If you want wars to be more frequent, but not an always-happening sort of thing, you can set Ethics for each Civ to hold more extreme differences. The df wiki page on Ethics has a helpful chart to compare point values for that.
If you want specific groups of civs (ie. Dwarf + Humans vs Goblins + Elves or something) to go to war with one another more frequently, you can use tags like BABYSNATCHER and/or ITEM_THIEF to prevent friendships along a certain line. These tags work together and separately: Let's say Civs 1-3 have neither BABYSNATCHER or ITEM_THIEF, Civs 2-5 have only BABYSNATCHER and Civ 6 has both BABYSNATCHER and ITEM_THIEF. Civs 1-3 will be hostile (and thus inclined to go to war) with all civs who have either BABYSNATCHER or ITEM_THIEF -- so 1-3 will be hostile to 2-6. Civs 2-5 will be hostile towards anyone who does
not have BABYSNATCHER or anyone who
does have ITEM_THIEF -- so they are hostile to Civs 1-3 and Civ 6. Civ 6 will be hostile towards anyone who does
not have BABYSNATCHER
and does
not have ITEM_THIEF -- civs 1-5, therefor.
You can alter the VALUES of each Entity and the FACETS of each creature to make them more inclined to violence. This should, hypothetically at least, encourage warmongering. Things like a high POWER level and a low PEACE level would probably do the trick. Tweak it around a bit to try and get whatever works best.
You can use very specific worldgen parameters in conjunction with entity biomes to force everyone to start in more or less the same area, once they hit the world/civ site limits they'll need to fight to expand. I'm not sure if this actually encourages wars, but having everyone close enough to fight will help remove obstacles to warfare. A smaller map helps with this. Other worldgen stuff that can help (and you can further increase some of these in the entity files): Lower site cap, higher pop cap + higher pop/site cap (results in larger battles, larger armies, etc.).
You can combine the above methods, and while that won't guarantee constant warfare it will contribute to it.
If there is a civilization that you want to
always be at war with
everyone, you can give their creatures the UNINTELLIGIBLE tag. Since they won't be able to communicate, they'll never be able to form peace treaties and any wars they start or have started on them will not end until one side is wiped out.
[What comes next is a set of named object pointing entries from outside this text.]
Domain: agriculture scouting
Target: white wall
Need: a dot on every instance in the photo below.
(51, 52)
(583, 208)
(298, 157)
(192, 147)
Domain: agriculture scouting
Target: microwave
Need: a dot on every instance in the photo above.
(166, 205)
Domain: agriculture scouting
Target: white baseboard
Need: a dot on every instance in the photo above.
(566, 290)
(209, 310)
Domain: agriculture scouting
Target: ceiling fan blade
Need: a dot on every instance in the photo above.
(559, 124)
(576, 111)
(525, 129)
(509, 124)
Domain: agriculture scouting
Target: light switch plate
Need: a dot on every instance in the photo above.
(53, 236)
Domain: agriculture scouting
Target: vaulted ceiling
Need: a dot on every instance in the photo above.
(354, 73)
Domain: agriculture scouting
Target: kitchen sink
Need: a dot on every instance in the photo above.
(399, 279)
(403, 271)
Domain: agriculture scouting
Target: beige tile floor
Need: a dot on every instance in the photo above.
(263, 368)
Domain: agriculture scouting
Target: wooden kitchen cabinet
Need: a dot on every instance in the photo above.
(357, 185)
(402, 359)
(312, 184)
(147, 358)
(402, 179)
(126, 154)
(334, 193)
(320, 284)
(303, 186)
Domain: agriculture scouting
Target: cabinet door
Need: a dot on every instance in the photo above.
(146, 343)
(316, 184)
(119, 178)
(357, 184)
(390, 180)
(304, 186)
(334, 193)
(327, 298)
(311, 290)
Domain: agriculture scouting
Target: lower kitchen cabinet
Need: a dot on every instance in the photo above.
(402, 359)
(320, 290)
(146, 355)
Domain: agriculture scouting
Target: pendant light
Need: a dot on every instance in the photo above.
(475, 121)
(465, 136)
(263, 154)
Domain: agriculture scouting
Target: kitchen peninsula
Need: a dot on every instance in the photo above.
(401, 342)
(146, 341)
UNINTELLIGIBLE does not create pseudo-factions (true factions/alliances/whatever aren't possible) the same way that BABYSNATCHER and ITEM_THIEF does - UNINTELLIGIBLE kobolds will be hostile to UNINTELLIGIBLE orcs or whathaveyou. CRAZED should accomplish the same goal with the added bonus of being able to talk to the creatures, though I haven't tested it.